Wednesday, April 11, 2012

Paris-Roubaix...the Trophy



de Rooij: “It’s a bollocks this race! You’re working like an animal, you don’t have time to piss, you wet your pants. You’re riding in mud like this, you’re slipping, it’s a piece of shit…”
Tesh: “Will you ever ride it again?”
de Rooij: “Sure, it’s the most beautiful race in the world!”



Slosse is a family-owned stonemason business from Orchies in northern France, a cobblestone’s throw from the route of Sunday’s race in Orchies. The company was started by 1898 and has flourished since, these days supplying everything from bathroom tiles to tombstones and shiny bank atriums.

But it has a tiny sideline and for the past ten years it has supplied the trophy for Paris-Roubaix. Some races offer gold trophies, some have silver cups, but Paris-Roubaix rewards the winner with a block of stone.

At first our only worry was that the cobble could fall off when the winner lifted the trophy above his head
The company’s Bertrand Duhem goes out every year to look for the trophy, hunting in ditches and roadside verges. These are real cobbles but unlike some hooligan fans looting the countryside, Duhem doesn’t rip the stones out of the road. Instead the countryside is full of fields and many farmers dig them up and place the awkward stones by the side of the field so they can plough, sow and reap without these vast stones mangling their machinery. Duhem only has to harvest these discarded stones. “I get the best, the most square. This year I got them in Tilloy and Brillon“, he told French newspaper La Voix du Nord.
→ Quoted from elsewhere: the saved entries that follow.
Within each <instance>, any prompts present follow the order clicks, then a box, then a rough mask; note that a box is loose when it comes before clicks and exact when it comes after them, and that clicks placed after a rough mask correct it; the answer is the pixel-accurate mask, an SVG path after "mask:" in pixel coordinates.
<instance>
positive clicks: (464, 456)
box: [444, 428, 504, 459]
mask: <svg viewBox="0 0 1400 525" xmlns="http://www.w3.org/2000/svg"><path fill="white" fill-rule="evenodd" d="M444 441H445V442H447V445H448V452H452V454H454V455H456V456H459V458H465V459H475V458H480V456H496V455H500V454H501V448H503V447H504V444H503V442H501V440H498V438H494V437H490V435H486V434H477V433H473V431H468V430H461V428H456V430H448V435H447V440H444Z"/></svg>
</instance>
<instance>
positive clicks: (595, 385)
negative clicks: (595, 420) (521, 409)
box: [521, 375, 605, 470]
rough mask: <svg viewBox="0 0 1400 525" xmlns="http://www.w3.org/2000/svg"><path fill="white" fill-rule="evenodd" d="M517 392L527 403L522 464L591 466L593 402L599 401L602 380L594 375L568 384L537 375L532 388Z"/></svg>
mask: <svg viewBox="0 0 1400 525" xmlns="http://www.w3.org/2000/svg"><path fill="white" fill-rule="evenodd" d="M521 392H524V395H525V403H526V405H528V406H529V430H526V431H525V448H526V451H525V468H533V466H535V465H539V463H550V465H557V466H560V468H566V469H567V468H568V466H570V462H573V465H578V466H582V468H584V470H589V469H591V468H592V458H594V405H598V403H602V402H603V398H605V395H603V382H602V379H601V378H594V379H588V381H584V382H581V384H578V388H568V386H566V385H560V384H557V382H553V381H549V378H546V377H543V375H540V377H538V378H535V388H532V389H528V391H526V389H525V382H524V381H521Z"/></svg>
Once back in the workshop, Duhem’s colleague Jean-Jacques Allou takes over.  The first job is the base on which the stone will sit and this is from local stone too, in this case a “blue” stone from the area. Normally grey, when polished the stone does take on a blue tone. In total Allou makes about 20 a year, no word on who gets them but there’s a junior edition, an U-23 race and maybe some VIPs get one as well. But they’re still exclusive, “we’ve got a deal with the Amis du Paris-Roubaix not to sell them” says Allou, even if a few entrepreneurs offer copycat versions for tourists.